TBonz celebrates three decades in West Ashley
by Lorne Chambers | Editor
Everyday, there’s some website declaring to have the definitive list of “The Most Quintessential Charleston Restaurants” or some other ridiculous click-bait title. It will undoubtedly include all of the hot new spots, many of which will be closed in a year or two or not even resemble its current incarnation. One restaurant you likely won’t see on any of these lists, however, is TBonz Gill and Grill. But for thee decades, there’s probably not been a more quintessential Charleston restaurant than the longtime Lowcountry staple.
In 1989 when TBonz opened its first Charleston restaurant on Old Towne Road in West Ashley it immediately became a major part of the Lowcountry dining scene, a scene that has since exploded onto the national consciousness as a culinary destination. And while many restaurants continue to chase whatever the hip new dining trend of the moment is, TBonz has remained steadfast in its concept and in its execution.
Owners Mark Cumins and Jerry Scheer don’t need to measure their success based on the blessing of food bloggers. They’ve been doing what they do before smart phones existed and before most people even had a personal computer. Since the opening of that first Charleston restaurant 30 years ago, Cumins and Scheer have since grown their commpany to open more than 20 restaurants under the Homegrown Hospitality umbrella, including Pearlz Little Oyster Bar, Kaminsky’s Dessert Café, Liberty Tap Room & Grill, Liberty Brewery & Grill, Rioz Brazilian Steakhouse, Flying Fish Public Market & Grill, and the Barksdale House Inn. They were leaders in the craft beer movement, offering homegrown ales at all their restaurants long before the explosion of breweries across the Lowcountry.
Last month TBonz celebrated it’s 30th anniversary with a big party and oyster roast where it all began right here in West Ashley. Past employees and longtime customers turned out to celebrate along with Cumins and Scheer who remain humble about their success.
“Jerry and I didn’t know any better. We didn’t know we couldn’t succeed,” says Cumins. Scheer echoes his longtime business partner’s sentiment. “We fumbled successfully. I think we were too dumb to know better,” he adds.
“One thing I’ll say about West Ashley customers is that the support has always been there,” says Scheer. “We’ve seen a lot of the same people over the last 30 years.”
One of those longtime customers is Patsy Lovingood, who lives close by in Norhtbridge Terrace and says she was one of the first costumers at the restaurant and is still there several times a week. “There are two very good men who run this place,” she says of Cumins and Sheer. “They have been very good to this community.”
Lovingood recalls that right as TBonz was opening Hurricane Hugo hit Charleston and they did their best to feed people in the surrounding neighborhood.
“Hugo kind of defined us,” says Scheer thinking back on those early days. He and Cumins boarded up the windows of their brand-new business and reluctantly headed out of town, where he watched the damage unfold on television. They immediately returned to Charleston to find quite a bit of damage.
“It looked like a bomb went off in here,” recalls Cumins. “The entire exhaust system was destroyed, the register was full of water, the floors were all buckling. We were without power for 12 days.” Their shiny, new sign blew away and to this day has never been seen again.
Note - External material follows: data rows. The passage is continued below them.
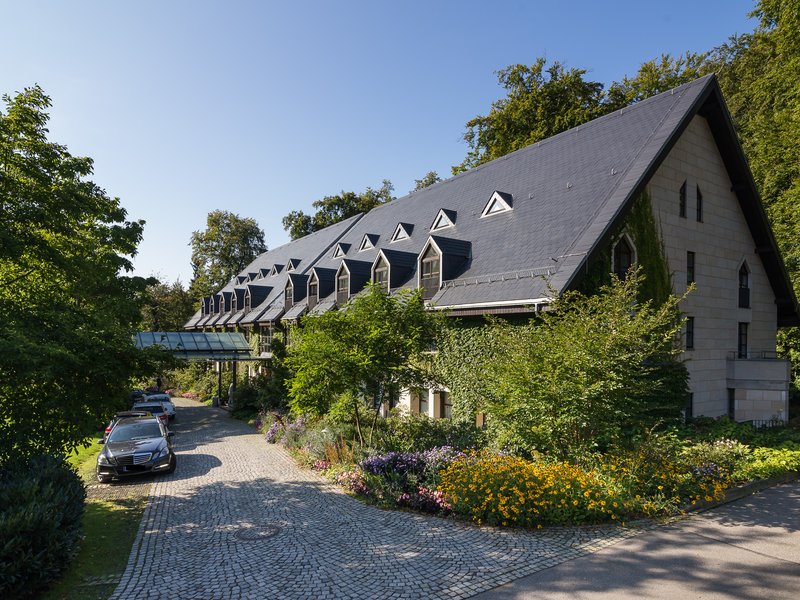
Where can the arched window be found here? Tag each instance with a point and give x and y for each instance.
(744, 286)
(380, 275)
(623, 258)
(342, 287)
(431, 269)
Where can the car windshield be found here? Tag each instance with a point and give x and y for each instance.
(135, 431)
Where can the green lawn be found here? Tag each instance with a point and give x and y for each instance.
(109, 529)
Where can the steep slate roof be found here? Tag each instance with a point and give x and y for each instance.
(568, 193)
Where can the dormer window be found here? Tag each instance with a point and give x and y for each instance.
(402, 232)
(380, 274)
(342, 287)
(624, 257)
(499, 202)
(288, 296)
(430, 273)
(444, 219)
(368, 242)
(744, 286)
(313, 291)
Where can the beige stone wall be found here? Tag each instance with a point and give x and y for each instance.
(720, 243)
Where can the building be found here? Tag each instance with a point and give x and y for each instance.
(663, 183)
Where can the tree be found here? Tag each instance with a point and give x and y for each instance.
(585, 370)
(167, 307)
(542, 102)
(228, 244)
(69, 312)
(364, 350)
(428, 179)
(332, 209)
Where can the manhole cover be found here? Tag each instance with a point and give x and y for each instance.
(259, 532)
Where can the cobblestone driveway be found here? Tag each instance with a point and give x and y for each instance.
(239, 520)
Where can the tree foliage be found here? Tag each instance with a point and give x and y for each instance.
(332, 209)
(589, 367)
(427, 180)
(227, 245)
(365, 349)
(167, 307)
(69, 312)
(542, 101)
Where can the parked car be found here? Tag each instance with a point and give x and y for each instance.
(154, 408)
(166, 400)
(136, 446)
(123, 415)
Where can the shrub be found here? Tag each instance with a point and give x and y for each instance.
(42, 508)
(414, 433)
(769, 462)
(726, 454)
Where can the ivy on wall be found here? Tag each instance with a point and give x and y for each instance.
(640, 225)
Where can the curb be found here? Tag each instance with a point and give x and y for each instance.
(745, 489)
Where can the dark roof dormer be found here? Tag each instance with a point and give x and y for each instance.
(402, 232)
(499, 202)
(340, 250)
(368, 242)
(454, 254)
(445, 218)
(401, 265)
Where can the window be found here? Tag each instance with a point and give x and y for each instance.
(682, 204)
(445, 405)
(430, 273)
(380, 276)
(423, 402)
(623, 258)
(744, 286)
(313, 292)
(288, 297)
(699, 205)
(342, 287)
(742, 347)
(689, 333)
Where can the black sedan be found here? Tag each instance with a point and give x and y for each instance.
(136, 446)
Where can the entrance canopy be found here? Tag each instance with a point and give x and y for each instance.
(198, 345)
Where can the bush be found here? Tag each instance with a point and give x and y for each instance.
(415, 433)
(40, 524)
(769, 462)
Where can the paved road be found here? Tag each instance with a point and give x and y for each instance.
(238, 520)
(747, 549)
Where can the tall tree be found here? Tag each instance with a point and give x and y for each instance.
(227, 245)
(332, 209)
(167, 306)
(428, 179)
(69, 311)
(543, 101)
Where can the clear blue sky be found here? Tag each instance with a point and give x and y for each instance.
(262, 107)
Despite dealing with their own issues, the young restaurateurs had the local radio stations broadcast that anyone in uniform — police, emergency responders, or even folks working on power lines — could come by the restaurant and they would feed them. “It was the right thing to do,” says Cumins.
That sense of community is not something that Cumins and Scheer have lost over three decades of success. “We have a commitment to this community,” says Cumins. More than just a commitment to the community, Homegrown Hospitality is a huge part of the West Ashley community. Not only is their first restaurant still operating in its original Old Towne Road location, but they also house their corporate headquarters right next door. Pearlz Little Oyster Bar and the most-recently opened Kaminsky’s Dessert Café are located in the Avondale Business District.
In 30 years of business TBonz and Homegrown Hospitality have provided countless jobs for people in West Ashley. Lynn Freehill has worked at the West Ashley Tbonz for 21 years as a server and bartender.
“Working here a lot of the time doesn’t even feel like work. It makes it fun,” says Freehill. “It’s spending time with all of the friends that I’ve met over the years.”
A lot of those friends have become like family to Freehill. And some of them are actually family. Her daughter also now works at the restaurant.
To survive three years in Charleston’s tumultuous restaurant business is quite a feat. To thrive for three decades is something truly something to celebrate … perhaps with a perfectly grilled T-bone steak and some Tommy Texas Cheese Fries.